Weijian_leafWeijian_leaf China,DenmarkMember

I was trying to run the GenomeStrip with 30 high-coverage samples using Discovery->Genotyping processing pipeline. It run successfully but the final vcf had so few PASS sites, like chr21 only 70 DELs left. In the 1000genome phase3 vcf, there is over 300 DELs in chr21.
I are running the SV preprocessing, discovery and genotyping processes separately on each chromosome. I am afraid that if it is because I made the metadata on each chromosome, not the whole genome? Could you help me?

Best Answer


  • bhandsakerbhandsaker Member, Broadie ✭✭✭✭

    This is a good question, but not necessarily easy to answer.

    First, the 1000 Genomes phase3 VCF is looking at deletions in 2500 people, not 30. Most of those deletions are rare, so you shouldn't necessarily expect as observe as many deletions in 30 people as 2500. Also, the 1000G VCFs contain small deletions (below 1Kb in length) that are predominantly from Pindel. The deletions larger than 1Kb are predominantly from Genome STRiP.

    Second, this is confounded by deletion length. Shorter deletions are more numerous than longer ones (in general). If you have more read depth (or tighter fragment length distributions), then you can more effectively target shorter deletions, which can increase the number of discovered sites (at a given false discovery rate) dramatically. Ethnicity of the samples also affects how much variation you should expect to see.

    As you've probably seen on other posts, having few PASS sites is not unexpected. Genome STRiP outputs a VCF line for every site it considers, most of which are supported by very few read pairs. The default filtering is very conservative. We usually target a false discovery rate below 5% and we often achieve that out-of-the-box with the default filters. You can relax these filters if you want to be more sensitive, but you should look at the distributions of the metrics being filtered on or have some other way to calibrate.

    A couple of things to think about: It is relatively cheap to take the 1000G phase 3 sites and genotype them in your cohort. By this method, you can see if these sites are, in fact, non-variant in your cohort. Second, you can relax the discovery filters and send more sites through genotyping. Some people have done this and then used the genotyping results as a secondary filter.
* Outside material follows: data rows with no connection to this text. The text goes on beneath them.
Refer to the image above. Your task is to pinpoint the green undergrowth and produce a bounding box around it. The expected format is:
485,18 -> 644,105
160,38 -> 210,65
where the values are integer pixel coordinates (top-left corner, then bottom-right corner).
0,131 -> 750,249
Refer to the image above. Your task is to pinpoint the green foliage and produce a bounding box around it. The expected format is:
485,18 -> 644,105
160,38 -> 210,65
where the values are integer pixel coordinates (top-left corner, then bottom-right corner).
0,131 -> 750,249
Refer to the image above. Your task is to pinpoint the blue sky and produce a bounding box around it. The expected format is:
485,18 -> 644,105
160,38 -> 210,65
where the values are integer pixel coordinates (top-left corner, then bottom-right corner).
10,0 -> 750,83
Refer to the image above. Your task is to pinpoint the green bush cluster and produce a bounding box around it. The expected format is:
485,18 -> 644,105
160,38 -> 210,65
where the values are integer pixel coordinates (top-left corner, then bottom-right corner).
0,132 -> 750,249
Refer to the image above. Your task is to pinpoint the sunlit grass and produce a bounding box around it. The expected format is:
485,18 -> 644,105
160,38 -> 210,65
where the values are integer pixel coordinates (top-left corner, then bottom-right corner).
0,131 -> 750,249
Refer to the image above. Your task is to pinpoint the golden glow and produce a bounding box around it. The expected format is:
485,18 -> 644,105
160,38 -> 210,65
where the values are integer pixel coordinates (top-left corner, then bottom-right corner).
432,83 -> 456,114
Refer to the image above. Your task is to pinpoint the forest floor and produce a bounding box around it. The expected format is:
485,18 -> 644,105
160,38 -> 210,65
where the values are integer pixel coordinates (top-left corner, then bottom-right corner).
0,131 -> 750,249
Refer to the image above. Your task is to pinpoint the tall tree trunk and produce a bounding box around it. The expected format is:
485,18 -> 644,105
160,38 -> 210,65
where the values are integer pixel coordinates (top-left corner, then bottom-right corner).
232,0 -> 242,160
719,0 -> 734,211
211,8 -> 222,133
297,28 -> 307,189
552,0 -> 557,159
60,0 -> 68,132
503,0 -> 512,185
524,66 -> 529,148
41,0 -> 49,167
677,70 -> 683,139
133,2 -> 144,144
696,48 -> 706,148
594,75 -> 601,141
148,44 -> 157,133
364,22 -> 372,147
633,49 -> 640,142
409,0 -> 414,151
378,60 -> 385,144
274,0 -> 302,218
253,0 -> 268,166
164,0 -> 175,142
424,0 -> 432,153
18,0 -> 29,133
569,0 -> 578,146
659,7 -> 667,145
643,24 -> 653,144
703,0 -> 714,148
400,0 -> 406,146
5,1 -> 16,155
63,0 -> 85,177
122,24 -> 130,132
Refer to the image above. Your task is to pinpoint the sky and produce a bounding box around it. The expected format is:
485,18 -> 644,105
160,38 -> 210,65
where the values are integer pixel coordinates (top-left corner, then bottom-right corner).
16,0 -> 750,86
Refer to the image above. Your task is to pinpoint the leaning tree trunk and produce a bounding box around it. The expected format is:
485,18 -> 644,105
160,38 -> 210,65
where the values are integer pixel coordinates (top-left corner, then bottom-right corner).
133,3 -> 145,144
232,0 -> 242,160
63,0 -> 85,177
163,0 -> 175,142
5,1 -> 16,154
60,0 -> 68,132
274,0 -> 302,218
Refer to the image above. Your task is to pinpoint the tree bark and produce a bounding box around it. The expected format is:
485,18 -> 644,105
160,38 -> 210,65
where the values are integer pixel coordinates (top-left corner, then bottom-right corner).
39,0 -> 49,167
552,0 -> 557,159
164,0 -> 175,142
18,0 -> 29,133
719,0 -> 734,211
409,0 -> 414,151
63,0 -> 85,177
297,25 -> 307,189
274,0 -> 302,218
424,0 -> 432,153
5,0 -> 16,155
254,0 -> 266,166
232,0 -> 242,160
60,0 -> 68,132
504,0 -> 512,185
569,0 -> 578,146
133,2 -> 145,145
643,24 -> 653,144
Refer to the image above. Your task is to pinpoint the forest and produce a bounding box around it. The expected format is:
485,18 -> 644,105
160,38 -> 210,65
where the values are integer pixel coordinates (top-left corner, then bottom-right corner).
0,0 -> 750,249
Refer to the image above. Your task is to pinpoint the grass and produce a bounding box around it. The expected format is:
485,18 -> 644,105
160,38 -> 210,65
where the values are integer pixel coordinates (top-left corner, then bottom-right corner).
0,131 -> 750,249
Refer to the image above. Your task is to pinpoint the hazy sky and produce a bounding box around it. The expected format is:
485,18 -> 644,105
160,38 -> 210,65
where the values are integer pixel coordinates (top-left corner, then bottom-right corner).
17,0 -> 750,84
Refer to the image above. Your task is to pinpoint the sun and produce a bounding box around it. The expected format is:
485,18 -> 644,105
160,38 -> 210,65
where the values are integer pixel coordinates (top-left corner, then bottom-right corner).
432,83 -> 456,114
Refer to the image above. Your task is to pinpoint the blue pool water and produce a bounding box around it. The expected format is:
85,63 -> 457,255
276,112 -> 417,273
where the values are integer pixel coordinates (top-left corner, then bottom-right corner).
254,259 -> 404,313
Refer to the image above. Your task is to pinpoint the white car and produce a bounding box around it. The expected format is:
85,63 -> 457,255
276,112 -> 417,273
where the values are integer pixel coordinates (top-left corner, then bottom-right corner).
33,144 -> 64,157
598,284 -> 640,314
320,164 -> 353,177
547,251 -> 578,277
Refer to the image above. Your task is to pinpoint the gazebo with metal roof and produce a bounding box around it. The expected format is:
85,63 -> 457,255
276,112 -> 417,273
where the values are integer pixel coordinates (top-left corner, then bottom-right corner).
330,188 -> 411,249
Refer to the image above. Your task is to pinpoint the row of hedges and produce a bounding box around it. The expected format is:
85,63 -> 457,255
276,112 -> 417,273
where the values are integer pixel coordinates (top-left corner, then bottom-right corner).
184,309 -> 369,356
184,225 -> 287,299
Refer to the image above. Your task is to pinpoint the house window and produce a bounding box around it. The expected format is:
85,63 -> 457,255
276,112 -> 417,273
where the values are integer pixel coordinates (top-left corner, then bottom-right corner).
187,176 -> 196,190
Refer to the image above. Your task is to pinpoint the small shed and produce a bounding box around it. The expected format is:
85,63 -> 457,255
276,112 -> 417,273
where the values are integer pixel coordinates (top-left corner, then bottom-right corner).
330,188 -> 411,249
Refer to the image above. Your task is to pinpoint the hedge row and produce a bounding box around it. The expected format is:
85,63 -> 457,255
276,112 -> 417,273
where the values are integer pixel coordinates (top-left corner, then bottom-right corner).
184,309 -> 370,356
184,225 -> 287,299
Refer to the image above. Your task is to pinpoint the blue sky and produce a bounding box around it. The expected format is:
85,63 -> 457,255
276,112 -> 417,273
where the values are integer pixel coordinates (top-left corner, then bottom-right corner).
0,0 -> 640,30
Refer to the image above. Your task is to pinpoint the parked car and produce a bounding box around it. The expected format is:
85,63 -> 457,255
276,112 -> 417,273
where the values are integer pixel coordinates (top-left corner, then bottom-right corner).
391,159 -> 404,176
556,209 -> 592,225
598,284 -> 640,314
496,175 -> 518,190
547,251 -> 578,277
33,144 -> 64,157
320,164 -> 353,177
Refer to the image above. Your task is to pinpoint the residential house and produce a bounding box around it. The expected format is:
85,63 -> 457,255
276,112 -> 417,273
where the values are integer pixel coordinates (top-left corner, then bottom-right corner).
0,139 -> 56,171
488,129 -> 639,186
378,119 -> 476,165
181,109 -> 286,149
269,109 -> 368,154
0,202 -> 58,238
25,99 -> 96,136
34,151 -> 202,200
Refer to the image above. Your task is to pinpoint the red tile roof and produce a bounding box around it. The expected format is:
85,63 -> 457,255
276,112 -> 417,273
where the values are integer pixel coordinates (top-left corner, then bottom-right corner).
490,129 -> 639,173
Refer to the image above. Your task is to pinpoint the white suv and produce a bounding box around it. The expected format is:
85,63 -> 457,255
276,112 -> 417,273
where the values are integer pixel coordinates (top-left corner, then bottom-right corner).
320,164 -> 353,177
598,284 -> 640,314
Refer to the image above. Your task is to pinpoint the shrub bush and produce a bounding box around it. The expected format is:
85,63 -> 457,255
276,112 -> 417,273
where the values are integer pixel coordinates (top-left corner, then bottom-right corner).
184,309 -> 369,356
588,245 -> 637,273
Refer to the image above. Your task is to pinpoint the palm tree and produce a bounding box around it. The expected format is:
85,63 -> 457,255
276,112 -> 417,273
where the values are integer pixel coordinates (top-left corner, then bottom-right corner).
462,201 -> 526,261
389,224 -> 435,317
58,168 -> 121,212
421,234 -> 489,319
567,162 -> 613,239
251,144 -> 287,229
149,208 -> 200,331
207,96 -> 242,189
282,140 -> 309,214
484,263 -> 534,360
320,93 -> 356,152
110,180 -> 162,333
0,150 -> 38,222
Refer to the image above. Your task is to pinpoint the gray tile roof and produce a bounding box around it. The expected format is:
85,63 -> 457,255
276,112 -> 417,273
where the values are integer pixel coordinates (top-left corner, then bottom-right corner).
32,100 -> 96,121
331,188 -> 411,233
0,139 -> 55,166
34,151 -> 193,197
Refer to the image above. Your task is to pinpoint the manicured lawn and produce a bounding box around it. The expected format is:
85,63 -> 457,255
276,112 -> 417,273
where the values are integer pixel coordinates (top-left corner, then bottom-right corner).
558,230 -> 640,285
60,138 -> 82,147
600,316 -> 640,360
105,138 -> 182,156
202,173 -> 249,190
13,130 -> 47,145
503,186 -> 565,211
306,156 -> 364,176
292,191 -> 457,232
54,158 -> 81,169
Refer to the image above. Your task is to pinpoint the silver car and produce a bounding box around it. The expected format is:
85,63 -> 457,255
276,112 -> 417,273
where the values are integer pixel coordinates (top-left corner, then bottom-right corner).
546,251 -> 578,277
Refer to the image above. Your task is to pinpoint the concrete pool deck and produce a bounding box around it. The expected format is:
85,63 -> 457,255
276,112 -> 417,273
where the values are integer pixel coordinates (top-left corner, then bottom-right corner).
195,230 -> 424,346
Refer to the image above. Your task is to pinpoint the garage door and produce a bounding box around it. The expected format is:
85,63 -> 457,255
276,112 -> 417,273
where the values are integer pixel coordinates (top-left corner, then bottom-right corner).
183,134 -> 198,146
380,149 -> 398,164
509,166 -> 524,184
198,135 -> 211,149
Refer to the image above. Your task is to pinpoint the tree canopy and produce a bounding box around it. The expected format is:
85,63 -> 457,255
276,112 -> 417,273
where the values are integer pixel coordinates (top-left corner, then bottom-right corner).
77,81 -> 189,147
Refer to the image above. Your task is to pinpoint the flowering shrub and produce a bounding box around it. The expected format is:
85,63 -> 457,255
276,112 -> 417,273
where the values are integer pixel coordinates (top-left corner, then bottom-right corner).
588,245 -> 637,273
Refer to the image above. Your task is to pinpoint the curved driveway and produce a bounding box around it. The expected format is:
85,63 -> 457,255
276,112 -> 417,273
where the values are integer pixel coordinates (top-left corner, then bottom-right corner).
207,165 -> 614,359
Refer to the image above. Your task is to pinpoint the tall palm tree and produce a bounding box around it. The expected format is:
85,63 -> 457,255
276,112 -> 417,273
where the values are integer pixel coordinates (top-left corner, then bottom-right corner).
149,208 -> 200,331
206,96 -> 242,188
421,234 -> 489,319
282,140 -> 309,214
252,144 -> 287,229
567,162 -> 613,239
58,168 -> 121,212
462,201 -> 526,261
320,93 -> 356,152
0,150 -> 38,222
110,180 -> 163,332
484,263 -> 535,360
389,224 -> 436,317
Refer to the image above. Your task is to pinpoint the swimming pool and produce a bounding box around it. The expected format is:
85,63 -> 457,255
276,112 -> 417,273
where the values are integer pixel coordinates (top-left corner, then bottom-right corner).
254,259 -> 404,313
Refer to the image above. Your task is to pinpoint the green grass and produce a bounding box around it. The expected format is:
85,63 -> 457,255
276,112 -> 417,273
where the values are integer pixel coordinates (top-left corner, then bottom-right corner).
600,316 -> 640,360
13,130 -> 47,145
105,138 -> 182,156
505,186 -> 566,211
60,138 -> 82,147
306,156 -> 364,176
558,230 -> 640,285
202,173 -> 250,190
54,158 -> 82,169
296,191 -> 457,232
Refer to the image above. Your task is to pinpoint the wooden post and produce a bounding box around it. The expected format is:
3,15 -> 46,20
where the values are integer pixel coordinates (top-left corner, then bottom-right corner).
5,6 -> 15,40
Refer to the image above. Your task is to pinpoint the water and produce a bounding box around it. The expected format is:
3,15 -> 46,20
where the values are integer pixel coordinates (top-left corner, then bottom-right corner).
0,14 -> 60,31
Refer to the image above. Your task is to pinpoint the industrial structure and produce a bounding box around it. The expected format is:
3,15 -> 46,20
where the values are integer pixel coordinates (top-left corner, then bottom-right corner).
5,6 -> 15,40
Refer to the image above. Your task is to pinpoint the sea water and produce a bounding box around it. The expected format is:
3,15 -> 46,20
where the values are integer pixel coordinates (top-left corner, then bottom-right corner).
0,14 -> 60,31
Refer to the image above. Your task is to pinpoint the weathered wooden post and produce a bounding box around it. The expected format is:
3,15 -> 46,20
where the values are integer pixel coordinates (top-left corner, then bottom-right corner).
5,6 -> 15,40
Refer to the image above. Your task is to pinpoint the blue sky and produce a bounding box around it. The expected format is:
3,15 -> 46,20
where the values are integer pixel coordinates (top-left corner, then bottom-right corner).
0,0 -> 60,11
  • Weijian_leafWeijian_leaf China,DenmarkMember

    Hi Bhandsaker,
    Thank you very much and be grateful for your detailed answer. So, you think that it is not because I run the preprocess step by each chromosome instead of the whole genome. I am afraid that I may make the manual mistake. On the other hand, yes, I totally agree that it could have bias because of the samples size, which is not suitable to make a comparison directly. However, considering my data ( over 50X reads depth ), I set the variants size 100-1000000 and all the Genomestrip default parameters, it is a little unacceptable for the few number of pass DELs( 6k DELs in the whole genome, 70 DELs in chr21 ). Besides, after the Genomestrip genotyping, there are so many low quality sites (the info in the vcf file is like .:LowQual:-0.48,-0.48,-0.48:0:0,0,0) even in the pass variants, which made me think that it is something wrong about my result.
    I am checking if I have made mistakes in the preprocess step, so could you have any advice for me? Thank you again.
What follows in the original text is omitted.